Mise à jour: Bien évidemment, tout ceci s’inscrit dans une analyse multiscalaire de la chronologie politique et sociale irakienne (voir commentaires). De plus, on voit bien les limites de la capacité des Américains à informer le produit de leur présence. Comme le disent les généraux DESPORTES et SMITH, « l’utilité de la force » (je préfère « efficacité et légitimité » pour ma part) est aujourd’hui en crise: elle participe non plus à la décision mais elle informe le contexte dans lequel cette dernière pourra intervenir… Dans le cas des guerres en Irak, la présence américaine a surtout montré ses limites à véritablement imposer une solution politique. A tel point que l’on caricature à peine la chronologie si l’on dit que le plan du « sursaut » de 2007 a surtout consisté à revoir à la baisse les ambitions politiques, à savoir « stabiliser l’Irak » (ou plus précisément, donner de l’air au gouvernement irakien en abaissant le niveau de violence par la protection de la population civile). Sur le plan militaire, l’approche « populo-centrée » (ou culturelle) a bien sur lancé un processus d’ingénierie sociale sur certains groupes: on ne peut pas nier que les candidats d’aujourd’hui ne réflètent en partie les négociations serrées menées par les militaires américains au fur et à mesure du « sursaut » (ou avant pour ANBAR). Néanmoins, la plupart des tensions à l’oeuvre actuellement résultent pour une bonne part de processus entamés avant l’arrivée des Américains. Raison pour laquelle il faut alterner chronologie fine et longue durée dans l’étude de tout ceci.  Au risque de paraître naïf, je dirais que les différents acteurs locaux et nationaux (voire régionaux) ont autant instrumentalisé les Américains et le fait de leur présence en tant que « puissance occupante » (soit de jure entre juillet 2003 et le 31 décembre 2008) que ceux-ci n’ont cherché à user de l’adage « diviser pour mieux régner ». On est assez loin d’une approche néocoloniale, voire même d’une résurrection du « contrôle indirect ».

Au fond, le seul phénomène véritablement nouveau est celui de l’émergence du PM MALIKI (faire une recherche sur ce blog grâce à l’outil de la colonne de droite). Assez faible au départ car prisonnier d’une coalition assez puissante (SADR, le Conseil Suprême Islamique, les partis kurdes), soutenu voire contrôlé par les Américains (cf.
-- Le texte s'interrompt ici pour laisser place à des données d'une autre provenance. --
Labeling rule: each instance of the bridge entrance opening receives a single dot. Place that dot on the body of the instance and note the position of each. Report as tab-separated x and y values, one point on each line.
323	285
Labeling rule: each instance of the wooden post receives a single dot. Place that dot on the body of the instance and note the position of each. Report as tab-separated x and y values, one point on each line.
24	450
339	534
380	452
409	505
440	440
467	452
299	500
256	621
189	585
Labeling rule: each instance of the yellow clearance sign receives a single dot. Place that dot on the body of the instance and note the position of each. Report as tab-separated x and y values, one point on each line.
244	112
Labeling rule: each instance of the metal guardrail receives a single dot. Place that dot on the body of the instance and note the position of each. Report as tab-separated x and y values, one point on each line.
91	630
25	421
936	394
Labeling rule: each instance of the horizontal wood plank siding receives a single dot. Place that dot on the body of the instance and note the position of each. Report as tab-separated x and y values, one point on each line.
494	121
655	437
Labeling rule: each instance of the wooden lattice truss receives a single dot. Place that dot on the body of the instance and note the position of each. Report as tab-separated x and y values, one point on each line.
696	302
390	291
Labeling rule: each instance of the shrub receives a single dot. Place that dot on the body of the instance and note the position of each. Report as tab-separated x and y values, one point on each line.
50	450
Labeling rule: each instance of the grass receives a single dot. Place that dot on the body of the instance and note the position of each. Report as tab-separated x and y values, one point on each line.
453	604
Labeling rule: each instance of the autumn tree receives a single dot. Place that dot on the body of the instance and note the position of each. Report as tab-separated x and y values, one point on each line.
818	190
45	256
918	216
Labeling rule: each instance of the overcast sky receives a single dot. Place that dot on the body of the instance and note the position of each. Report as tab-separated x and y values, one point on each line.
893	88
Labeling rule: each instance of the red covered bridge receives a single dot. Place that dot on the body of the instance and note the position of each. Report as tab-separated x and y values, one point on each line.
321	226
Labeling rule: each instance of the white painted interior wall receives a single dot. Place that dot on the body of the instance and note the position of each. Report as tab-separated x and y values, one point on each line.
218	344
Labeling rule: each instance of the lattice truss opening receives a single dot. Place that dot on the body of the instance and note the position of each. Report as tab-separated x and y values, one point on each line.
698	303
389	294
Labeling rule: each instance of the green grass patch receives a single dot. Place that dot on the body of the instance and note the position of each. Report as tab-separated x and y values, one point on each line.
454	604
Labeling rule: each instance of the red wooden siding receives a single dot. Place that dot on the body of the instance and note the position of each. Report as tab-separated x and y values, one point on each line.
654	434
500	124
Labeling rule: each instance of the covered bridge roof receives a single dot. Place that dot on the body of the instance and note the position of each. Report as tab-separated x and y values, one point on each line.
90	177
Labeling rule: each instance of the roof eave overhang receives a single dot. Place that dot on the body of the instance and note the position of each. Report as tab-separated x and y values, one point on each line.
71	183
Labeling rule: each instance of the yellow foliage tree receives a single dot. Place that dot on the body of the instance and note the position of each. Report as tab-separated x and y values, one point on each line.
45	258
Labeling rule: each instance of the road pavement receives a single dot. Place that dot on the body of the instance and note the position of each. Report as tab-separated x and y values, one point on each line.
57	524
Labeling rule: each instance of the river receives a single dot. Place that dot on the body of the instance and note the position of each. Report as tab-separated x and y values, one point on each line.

WOODWARD qui a révélé la mise sur écoute de son bureau pendant les débuts de son mandat), Nouri Al Maliki a semblé une simple marionnette, un « fantoche ».

En réalité, la tension entre ce contrôle américain et l’idéal du « changement de régime » a surtout produit un homme qui a su gérer cette tension, c’est à dire utiliser le soutien américain (pour former une armée qui semble être dans sa main) pour éliminer ses rivaux les plus puissants (le mouvement sadriste), s’associer les tribus (dans la lignée du « Réveil »), puis se retourner contre ses alliés et apparaître comme la seule alternative au chaos tribal ou à la dictature milicienne. En retour, il a su profiter de la liberté croissante de manoeuvre que les Américains lui ont laissé par peur de paraître trop diriger le pays et le processus de « démocratisation »…. Décidemment, on est loin du modèle colonial (sur ce sujet, j’invite mes lecteurs à lire le dernier ouvrage de Henry LAURENS, L’empire et ses ennemis, paru au Seuil cette année).